The Dragonhenge series, Book 1 Bob Eggleton and John Grant Paper Tiger Fiction, Fantasy/Picture Book Themes: Dragons, Epics ****
Description
Long before the rise of Man, the universe was formed and populated by dragons. They have long since faded to memories, their songs and stories lost, their great works
demolished by the ravages of time... except for these eight tales, kept alive by the last dragon. This book features illustrations by Eggleton and Grant.
Review
As "illustrated novels" go, this was pretty good. I've had bad luck with them in the past, as they all too often try to tell a larger story than their page count
allows. This, being a collection of legends from the days of the dragons and not a story arc of its own, works better. The stories are rich with the fluid imagery and
epic grandeur of mythology, though they do get a little repetitive in telling their tales. I liked the illustrations, too, even if some of them weren't exactly in synch
with the stories they appeared in. Dragon lovers should keep an eye out for this one. (I recently saw a sequel on the shelves, but budgetary restrictions keep me from
deeper investigation. A sequel seems unnecessary, though.)
Long after the dragon race and their inheritors, the chimps (who called themselves humans), rose and fell in that manner of all organic civilizations of the galaxy,
the stardragons live on, exploring the vastness of the universe. Created independently by various races, yet somehow the same, these great spacefaring machines with
conscious thoughts turn their ancient minds to mysteries no organic mortal could comprehend, seeking to understand the source of the seeds of life that are found
everywhere yet seem so rarely to take root.
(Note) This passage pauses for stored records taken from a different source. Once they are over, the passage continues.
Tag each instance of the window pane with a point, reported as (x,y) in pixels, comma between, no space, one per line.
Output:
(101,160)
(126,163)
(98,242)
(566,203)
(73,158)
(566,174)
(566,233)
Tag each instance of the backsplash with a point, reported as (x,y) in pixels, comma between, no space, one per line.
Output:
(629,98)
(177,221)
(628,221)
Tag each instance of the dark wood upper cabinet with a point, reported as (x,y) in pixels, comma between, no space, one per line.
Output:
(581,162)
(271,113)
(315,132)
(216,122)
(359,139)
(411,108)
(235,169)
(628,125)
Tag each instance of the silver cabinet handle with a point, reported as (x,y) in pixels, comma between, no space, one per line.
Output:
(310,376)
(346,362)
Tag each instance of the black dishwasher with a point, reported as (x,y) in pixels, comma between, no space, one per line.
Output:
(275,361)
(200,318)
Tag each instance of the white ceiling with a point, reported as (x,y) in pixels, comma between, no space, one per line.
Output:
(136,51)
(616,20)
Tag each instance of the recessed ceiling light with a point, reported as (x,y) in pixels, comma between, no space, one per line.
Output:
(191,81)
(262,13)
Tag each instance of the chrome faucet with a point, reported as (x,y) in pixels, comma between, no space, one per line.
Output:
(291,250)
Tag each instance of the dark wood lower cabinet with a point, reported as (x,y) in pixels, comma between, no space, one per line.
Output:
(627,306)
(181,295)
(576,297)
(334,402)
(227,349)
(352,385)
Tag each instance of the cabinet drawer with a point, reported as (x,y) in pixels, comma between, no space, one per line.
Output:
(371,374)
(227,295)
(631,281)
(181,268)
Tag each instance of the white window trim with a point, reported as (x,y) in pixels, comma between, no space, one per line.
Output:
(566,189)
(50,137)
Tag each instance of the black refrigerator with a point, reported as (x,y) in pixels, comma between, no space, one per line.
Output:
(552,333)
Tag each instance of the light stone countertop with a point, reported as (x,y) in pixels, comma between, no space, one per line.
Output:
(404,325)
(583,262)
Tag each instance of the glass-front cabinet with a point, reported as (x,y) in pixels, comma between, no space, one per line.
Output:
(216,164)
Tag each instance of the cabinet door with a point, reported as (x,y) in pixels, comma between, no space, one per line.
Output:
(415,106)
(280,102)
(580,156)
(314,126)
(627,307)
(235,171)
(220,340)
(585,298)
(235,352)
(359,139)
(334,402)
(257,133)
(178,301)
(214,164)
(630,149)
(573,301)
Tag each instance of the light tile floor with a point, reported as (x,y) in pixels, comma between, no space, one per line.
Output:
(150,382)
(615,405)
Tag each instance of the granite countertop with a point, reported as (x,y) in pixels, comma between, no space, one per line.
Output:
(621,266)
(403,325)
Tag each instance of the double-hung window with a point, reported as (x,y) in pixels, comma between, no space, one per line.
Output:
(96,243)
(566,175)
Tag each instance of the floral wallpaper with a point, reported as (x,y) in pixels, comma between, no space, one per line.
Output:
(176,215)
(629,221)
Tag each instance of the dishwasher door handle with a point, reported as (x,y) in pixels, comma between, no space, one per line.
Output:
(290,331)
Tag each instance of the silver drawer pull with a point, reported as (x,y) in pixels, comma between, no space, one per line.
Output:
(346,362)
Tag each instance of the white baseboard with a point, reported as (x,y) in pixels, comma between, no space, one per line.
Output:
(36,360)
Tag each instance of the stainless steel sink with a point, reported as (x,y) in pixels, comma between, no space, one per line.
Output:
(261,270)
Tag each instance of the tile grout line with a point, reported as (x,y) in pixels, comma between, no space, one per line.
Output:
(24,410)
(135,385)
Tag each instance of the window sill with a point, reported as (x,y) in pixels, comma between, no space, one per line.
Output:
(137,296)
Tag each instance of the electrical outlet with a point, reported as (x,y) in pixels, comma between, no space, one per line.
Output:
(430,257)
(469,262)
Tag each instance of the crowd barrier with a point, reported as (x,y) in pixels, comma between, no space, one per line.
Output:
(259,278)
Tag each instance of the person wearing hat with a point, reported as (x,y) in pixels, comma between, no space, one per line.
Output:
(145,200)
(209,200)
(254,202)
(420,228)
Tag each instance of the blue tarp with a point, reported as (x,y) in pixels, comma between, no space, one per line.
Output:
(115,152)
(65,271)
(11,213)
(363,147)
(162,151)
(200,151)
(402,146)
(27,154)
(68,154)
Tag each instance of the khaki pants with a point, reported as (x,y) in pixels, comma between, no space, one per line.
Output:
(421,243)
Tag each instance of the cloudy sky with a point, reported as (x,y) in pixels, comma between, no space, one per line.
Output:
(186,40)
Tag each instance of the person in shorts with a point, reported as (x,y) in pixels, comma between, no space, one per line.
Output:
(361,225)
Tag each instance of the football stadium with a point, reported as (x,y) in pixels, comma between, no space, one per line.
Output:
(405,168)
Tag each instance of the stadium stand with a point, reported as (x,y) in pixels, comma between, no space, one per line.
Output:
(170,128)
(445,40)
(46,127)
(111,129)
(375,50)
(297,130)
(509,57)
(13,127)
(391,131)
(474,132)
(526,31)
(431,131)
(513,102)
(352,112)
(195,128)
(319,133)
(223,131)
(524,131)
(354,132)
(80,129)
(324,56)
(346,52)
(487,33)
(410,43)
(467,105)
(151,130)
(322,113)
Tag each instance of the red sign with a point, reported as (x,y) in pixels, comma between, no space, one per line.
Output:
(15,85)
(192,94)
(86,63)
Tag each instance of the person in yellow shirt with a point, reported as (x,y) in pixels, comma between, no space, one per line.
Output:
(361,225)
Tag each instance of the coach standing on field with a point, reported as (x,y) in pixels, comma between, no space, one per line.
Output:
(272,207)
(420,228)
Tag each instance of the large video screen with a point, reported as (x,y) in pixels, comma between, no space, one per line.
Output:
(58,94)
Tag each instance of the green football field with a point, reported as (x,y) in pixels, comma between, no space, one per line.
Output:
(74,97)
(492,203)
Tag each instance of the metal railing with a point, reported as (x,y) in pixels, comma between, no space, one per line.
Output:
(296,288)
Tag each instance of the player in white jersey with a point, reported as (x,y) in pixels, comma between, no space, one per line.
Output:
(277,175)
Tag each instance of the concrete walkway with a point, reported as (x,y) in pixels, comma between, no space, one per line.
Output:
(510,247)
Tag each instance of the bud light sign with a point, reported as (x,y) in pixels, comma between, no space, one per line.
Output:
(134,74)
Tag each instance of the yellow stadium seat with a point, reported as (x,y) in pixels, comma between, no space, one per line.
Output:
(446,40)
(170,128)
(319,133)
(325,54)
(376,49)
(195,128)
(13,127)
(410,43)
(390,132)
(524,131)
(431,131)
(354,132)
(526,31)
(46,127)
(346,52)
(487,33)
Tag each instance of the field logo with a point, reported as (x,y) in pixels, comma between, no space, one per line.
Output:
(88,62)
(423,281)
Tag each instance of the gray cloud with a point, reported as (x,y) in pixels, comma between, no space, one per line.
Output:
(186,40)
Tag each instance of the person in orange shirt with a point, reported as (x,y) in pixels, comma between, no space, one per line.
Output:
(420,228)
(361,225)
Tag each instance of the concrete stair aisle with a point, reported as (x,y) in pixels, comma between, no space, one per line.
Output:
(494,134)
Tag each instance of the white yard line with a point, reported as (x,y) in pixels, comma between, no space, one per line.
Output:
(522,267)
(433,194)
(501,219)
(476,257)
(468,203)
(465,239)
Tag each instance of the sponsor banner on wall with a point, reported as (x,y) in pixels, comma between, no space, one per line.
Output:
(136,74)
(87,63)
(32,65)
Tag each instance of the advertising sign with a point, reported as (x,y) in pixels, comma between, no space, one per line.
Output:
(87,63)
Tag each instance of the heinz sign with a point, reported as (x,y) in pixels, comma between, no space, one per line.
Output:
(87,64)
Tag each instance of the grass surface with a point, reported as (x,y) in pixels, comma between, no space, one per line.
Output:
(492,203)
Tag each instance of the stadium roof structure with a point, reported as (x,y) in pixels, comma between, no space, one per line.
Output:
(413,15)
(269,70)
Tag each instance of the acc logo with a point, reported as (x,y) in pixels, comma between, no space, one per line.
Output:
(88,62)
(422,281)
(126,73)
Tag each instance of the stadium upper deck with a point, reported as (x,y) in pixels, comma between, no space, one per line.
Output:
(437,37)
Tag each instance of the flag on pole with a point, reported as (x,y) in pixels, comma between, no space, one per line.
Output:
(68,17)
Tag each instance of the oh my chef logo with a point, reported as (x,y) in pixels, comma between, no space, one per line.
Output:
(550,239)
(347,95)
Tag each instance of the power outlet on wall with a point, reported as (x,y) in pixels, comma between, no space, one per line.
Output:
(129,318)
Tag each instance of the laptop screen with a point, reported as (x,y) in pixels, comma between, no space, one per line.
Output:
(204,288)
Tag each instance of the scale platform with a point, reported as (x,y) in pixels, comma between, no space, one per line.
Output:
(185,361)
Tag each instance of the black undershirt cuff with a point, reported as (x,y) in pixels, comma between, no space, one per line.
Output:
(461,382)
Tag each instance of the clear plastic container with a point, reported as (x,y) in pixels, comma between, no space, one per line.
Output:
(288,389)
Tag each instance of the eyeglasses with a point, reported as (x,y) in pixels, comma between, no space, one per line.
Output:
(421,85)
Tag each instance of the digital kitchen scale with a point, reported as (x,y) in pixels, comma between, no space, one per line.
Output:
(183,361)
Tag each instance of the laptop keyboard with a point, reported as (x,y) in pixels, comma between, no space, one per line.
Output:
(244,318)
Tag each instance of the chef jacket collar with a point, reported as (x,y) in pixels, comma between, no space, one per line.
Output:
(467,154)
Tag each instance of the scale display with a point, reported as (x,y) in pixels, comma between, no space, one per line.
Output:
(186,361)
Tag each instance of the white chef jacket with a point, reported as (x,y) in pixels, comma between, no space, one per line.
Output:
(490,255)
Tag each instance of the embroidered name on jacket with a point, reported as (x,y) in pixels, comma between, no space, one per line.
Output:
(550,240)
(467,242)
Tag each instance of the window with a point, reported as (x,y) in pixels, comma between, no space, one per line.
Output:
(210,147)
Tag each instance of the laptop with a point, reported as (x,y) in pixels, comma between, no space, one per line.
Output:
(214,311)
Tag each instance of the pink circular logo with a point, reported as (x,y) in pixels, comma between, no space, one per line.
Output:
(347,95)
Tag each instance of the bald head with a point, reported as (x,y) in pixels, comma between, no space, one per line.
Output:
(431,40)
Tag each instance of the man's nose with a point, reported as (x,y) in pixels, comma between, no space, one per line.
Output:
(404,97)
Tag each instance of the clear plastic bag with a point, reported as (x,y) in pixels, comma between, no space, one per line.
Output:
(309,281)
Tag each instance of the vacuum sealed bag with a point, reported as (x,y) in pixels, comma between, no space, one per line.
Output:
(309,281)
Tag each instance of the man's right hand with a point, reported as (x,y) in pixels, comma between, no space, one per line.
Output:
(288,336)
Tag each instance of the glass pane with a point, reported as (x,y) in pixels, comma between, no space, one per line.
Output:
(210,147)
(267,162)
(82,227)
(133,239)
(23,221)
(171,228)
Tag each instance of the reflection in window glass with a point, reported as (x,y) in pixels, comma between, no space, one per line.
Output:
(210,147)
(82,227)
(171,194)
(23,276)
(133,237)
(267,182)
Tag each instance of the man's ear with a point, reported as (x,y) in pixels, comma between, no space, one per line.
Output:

Their quest leads them beyond the Milky Way to the Birthplace, and perhaps beyond the end of the universe itself.
Review
Like Dragonhenge, this is an illustrated novel, with many pictures accentuating the text. Unlike the previous book, this was a single story arc, told on such
a vast scale and with so many tangents into quantum probabilities and intergalactic distances that it felt overwhelming and a trifle boring. There were no individual
characters as such, and while I understand that the stardragons, with their shared and duplicated memories, were essentially without individuality, I happen to be an
individual organic life form trying to read this story, and I tend to do better when I have someone to relate to. The pictures were bright and imaginative, but they
became repetitious, without the wide range of settings and dragons represented in the previous books; dragon-shapes soaring against bright cosmic streamers of light are
well and good, but after a while I was hoping for something a little different, and I rarely got it. I suppose I just preferred Dragonhenge's many myths to this
book's long trek across space and time to discover that the meaning of the universe was so basic that even inferior organic life forms innately understood it.